While the report shows that the life-extending impact of treatment is working, in 2015, up to 5,8 million people over the age of 50 were living with HIV-AIDS which is the highest figure ever in this age group.
United Nations under secretary general Michel Sidibe said while Namibia is doing very well with the reduction in mother-to- child infections, attention is needed for people living with HIV-AIDS who are over the age of 50.
“Namibia now stands a chance to end mother-to-child transmission,” he said.
Sidibe highlighted that while there is a reduction in the mother-to-child transmission during birth, infections through breastfeeding is an area that needs to be understood and worked on.
Speaking to The Namibian in an interview, Sidibe said if attention is not given to those over the age of 50, it will cost the health ministry more to treat them as it becomes more expensive to keep them alive.
He added that some of the infected people have been on treatment for over 30 years, and that puts them at higher risk of succumbing to ailments such as heart diseases. Sidibe said the decision to launch the report in Namibia was guided by three main points, which are consistency in Namibia’s political leadership in approaching the disease and its progressive policies, accessibility of needed medical facilities, and the translation of commitment into budget allocations.
“The sharing of responsibilities in the fight against the epidemic is a great advantage, and I think that is one of the reasons why Namibia is doing so well,” Sidebe said.
He also placed emphasis on how fragile the progress the world has made in fighting the epidemic is. According to Sidibe, the threat to young women remains high, especially during a girl’s transition to womanhood.
“Young women are facing triple threats. They are at high risk of HIV infection, have low rates of HIV testing and have poor adherence to treatment.
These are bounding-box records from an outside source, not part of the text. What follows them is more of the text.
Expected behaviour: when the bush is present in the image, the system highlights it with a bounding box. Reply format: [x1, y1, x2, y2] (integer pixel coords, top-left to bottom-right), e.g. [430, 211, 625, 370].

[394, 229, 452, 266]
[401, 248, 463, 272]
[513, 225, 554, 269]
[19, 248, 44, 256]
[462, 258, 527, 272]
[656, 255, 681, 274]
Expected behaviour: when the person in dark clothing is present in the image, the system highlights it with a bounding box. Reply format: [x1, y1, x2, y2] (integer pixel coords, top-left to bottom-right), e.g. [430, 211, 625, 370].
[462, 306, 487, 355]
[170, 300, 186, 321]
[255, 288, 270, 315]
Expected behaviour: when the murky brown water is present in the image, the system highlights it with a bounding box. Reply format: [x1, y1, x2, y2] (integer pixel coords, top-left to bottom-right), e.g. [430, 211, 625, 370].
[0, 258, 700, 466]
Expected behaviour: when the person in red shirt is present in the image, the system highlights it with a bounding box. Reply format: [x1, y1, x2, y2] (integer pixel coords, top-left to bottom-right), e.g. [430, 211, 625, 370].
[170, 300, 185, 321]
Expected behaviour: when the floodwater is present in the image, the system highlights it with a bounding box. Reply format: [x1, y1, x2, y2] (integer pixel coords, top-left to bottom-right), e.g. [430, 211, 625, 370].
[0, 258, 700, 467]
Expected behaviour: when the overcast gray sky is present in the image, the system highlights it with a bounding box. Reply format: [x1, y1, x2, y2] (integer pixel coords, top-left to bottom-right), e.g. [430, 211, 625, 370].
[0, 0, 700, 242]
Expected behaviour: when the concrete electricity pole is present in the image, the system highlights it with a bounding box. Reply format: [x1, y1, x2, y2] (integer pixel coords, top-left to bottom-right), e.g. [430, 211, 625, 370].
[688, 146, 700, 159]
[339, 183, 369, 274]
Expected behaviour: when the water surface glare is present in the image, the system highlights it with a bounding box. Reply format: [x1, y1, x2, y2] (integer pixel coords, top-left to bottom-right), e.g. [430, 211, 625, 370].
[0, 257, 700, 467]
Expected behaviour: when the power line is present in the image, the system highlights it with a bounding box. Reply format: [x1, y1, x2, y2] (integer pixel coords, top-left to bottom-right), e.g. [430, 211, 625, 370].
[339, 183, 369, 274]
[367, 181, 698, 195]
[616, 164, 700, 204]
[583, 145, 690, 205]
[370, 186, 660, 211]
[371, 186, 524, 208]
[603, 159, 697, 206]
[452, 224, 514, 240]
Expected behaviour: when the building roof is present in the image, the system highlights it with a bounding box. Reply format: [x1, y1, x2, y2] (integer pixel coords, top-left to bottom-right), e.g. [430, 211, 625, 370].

The world is failing young women, and we urgently need to do more,” he stated.
Eunice Henguva of the Namibian Women’s Health Network, who also spoke at the launch, said that ending AIDS is possible when there is unity of purpose.
The report states that in 2015, around 7 500 young women were infected with HIV per week. Studies in six locations in eastern and southern Africa reveal that girls aged between 15 and 19 years accounted for 90% of all new HIV infections in southern Africa, and more than 74% in eastern Africa.
According to the report, testing remains a major challenge, with only four of 21 priority countries in Africa providing HIV testing to more than half the babies exposed to the virus in the first week of their life.